De gravata e camisa de manga curta, o burocrata sentou-se à máquina e começou: "Nome?". O gerente com o marreco no colo respondeu: "Quércia".

- Quércia de quê?

- De nada.

- Como de nada? Ele não tem família?

- Tem. É da família dos anatídeos.

- Então - prosseguiu o funcionário batendo na máquina -, Quércia Anatídeo.

Terminada a ficha o burocrata abriu uma gaveta e, enquanto procurava o material para tirar as impressões digitais, disse ao gerente:

- Me dá aí o polegar do marreco.

- O marreco não tem polegar - desculpou-se o gerente.

- Não? - disse o funcionário já contrariado porque não encontrava as almofadas para carimbos. - Então me dá o indicador.

- O marreco também não tem indicador.

- E o anular, tem?

- Também não, senhor.

- Poxa - chateou-se o burocrata -, então me dá aí qualquer dedo que estiver sobrando.

O gerente precisou explicar que marreco não tinha dedo. Tinha pata. Ainda assim o funcionário já meio perturbado entendeu que o gerente se referia à companheira do marreco e perguntou: "Uma pata?".

         - Não. Duas.

- E ele vive bem com as duas?

Custou pouco para desfazer a confusão. Encerrada essa fase, o funcionário encaminhou-se para outra sala, onde o marreco teria que tirar umas fotos três por quatro de identificação.

 O fotógrafo, repetindo gestos tão automáticos quanto a máquina, mandou o marreco subir na cadeira, esticar bem o pescoço, olhar para a frente e não se mexer. O marreco, mesmo sem entender nada, seguiu as instruções do fotógrafo. Quando enfiou a cabeça por debaixo do pano preto - a máquina era daquelas antigas -, observou pelo visor que alguma coisa estava errada. Tornou a levantar a cabeça e indagou do funcionário: "Nós vamos fotografá-lo assim?

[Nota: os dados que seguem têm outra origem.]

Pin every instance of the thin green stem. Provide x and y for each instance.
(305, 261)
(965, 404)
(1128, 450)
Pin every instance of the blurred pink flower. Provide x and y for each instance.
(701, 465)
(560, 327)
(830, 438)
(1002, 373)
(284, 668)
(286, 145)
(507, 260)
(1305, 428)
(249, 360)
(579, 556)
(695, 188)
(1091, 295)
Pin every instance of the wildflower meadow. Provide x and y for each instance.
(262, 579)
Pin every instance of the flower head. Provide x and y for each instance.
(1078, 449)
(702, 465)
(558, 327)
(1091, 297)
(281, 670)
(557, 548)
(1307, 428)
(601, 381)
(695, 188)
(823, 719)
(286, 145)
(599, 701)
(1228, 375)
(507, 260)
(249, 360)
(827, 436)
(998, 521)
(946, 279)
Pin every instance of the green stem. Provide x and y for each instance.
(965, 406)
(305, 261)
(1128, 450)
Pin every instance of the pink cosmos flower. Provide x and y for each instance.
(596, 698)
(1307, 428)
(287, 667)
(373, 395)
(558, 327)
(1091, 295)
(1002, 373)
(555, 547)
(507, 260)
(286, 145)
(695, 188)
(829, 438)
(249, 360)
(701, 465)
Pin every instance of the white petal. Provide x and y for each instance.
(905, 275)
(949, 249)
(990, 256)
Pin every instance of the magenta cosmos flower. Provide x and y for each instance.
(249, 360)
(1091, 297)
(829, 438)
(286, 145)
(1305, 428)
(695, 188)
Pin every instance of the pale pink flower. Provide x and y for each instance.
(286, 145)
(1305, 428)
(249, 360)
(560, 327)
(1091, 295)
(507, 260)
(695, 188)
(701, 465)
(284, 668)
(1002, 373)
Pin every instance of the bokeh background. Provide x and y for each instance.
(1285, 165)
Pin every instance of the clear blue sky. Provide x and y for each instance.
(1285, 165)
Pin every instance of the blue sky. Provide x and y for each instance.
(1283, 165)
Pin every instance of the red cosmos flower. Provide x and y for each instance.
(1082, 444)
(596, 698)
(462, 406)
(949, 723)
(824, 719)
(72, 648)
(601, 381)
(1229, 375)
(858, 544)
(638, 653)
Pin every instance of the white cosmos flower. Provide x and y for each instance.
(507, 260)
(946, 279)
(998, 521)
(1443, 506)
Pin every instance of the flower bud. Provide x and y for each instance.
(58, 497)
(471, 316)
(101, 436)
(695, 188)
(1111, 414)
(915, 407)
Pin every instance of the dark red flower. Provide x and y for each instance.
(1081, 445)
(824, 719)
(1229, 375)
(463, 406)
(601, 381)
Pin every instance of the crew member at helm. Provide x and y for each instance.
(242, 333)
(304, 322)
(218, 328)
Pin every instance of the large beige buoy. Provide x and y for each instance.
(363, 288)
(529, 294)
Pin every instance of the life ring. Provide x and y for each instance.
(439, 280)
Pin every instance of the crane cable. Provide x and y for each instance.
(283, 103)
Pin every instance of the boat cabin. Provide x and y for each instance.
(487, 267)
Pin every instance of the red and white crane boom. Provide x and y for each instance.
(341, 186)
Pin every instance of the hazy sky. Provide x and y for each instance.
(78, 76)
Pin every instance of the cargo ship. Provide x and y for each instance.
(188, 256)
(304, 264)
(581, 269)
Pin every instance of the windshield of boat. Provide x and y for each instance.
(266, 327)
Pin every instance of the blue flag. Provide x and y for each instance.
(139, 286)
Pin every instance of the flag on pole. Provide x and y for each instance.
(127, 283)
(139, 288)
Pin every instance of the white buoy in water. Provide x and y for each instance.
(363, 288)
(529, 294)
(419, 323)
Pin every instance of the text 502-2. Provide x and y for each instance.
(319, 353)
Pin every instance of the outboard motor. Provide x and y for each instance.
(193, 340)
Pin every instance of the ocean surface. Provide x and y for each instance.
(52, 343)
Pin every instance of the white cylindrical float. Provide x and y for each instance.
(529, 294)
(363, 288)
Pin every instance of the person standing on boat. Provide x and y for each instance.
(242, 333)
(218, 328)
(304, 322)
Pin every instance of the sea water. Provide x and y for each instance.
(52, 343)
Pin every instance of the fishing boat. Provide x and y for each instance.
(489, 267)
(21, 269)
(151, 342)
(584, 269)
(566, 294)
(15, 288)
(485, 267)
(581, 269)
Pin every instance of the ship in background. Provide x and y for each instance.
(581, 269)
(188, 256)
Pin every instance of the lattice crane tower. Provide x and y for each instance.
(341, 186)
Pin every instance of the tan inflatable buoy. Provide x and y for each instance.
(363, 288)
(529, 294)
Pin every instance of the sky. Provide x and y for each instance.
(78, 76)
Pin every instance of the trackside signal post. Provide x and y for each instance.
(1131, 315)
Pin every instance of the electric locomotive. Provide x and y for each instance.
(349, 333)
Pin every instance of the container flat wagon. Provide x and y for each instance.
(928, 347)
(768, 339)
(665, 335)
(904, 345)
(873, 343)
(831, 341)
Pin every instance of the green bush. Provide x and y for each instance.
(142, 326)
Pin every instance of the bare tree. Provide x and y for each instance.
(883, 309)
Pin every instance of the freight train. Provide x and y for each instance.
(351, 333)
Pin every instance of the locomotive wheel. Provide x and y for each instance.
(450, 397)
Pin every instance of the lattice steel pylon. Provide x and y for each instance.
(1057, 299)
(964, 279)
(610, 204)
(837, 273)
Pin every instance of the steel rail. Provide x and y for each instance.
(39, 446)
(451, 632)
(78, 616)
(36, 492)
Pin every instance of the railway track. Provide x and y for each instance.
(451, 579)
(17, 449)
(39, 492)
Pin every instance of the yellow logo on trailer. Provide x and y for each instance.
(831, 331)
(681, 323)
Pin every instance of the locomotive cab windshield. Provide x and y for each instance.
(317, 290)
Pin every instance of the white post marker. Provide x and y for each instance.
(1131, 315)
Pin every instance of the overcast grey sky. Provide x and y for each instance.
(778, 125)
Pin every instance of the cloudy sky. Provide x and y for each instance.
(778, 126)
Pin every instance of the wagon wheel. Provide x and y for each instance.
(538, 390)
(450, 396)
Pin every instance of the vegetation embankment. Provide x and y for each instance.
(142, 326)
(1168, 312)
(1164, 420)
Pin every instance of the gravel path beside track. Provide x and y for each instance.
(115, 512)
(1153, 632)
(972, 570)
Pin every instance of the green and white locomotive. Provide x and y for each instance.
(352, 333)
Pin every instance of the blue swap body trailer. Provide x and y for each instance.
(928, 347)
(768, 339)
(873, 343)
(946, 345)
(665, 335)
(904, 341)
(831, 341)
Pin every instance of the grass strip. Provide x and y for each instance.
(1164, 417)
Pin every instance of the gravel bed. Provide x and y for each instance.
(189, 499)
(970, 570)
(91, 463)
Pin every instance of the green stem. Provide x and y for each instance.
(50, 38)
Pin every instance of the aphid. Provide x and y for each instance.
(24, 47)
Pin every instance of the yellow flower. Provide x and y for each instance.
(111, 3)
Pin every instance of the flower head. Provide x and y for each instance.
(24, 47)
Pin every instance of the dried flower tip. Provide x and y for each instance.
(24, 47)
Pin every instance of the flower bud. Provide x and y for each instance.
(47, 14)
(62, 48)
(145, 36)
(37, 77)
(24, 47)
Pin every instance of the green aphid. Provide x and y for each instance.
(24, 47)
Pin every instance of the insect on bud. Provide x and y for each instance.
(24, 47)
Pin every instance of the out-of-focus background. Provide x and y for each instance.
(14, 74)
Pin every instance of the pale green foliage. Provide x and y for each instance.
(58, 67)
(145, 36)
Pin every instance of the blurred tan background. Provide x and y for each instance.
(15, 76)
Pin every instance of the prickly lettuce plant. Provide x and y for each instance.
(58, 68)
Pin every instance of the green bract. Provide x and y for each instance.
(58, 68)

- Assim como? - indagou o funcionário sem entender.

- Sem gravata?

- Não sei - disse o funcionário meio reticente -, mas eu acho que marreco não precisa botar gravata.

- Acho melhor botar uma gravata nele - retrucou o fotógrafo -, você sabe como é o chefe: já disse que foto só de gravata.

O funcionário tirou sua gravata, pediu um paletó emprestado a um datilógrafo, tiraram as fotos necessárias e depois engaiolaram o marreco. E não é que no dia seguinte a poluição em São Paulo diminuiu sensivelmente...

(Fonte: Novaes, C.E. A cadeira do dentista e outras crônicas. São Paulo: Ática, 1996. p. 77-81.)

Sobre o autor: Carlos Eduardo Noves

Carlos Eduardo de Agostini Novaes (Rio de Janeiro RJ 1940). Cronista, romancista, contista e dramaturgo. Filho do oficial da Marinha Attila Rodrigues Novaes e da dona-de-casa Efigenia de Agostini Novaes. Em 1958, muda-se para Salvador, onde permanece por dez anos. Nesse período cursa direito na Universidade Federal da Bahia e exerce variadas atividades profissionais, como agente rodoviário, e é também dono de dedetizadora e sócio de uma fábrica de sorvete. De volta ao Rio de Janeiro, em 1969, inicia a atividade de cronista no jornal Última Hora. Em 1972, trabalha no Jornal do Brasil - JB, criando prognósticos bem-humorados para a Loteria Esportiva e passando depois a cronista. Assim nasce seu primeiro livro, O Caos Nosso de Cada Dia, uma reunião de crônicas escritas para o JB, publicado em 1974. O trabalho nesse jornal se estende por 13 anos e dá origem à maior parte de seus livros. No teatro, além de atuar, escrever e dirigir várias peças, é presidente da Sociedade Brasileira de Autores Teatrais - Sbat e vice-presidente da Federação Internacional de Sociedades de Autores Dramáticos - Fedra. Seus livros abordam, entre outros, temas ligados à política brasileira, ao cotidiano urbano, à vida conjugal e ao universo adolescente, sempre de forma crítica e bem-humorada. É diretor da Casa do Riso, no bairro do Leblon, no Rio de Janeiro, um teatro dedicado exclusivamente ao humor.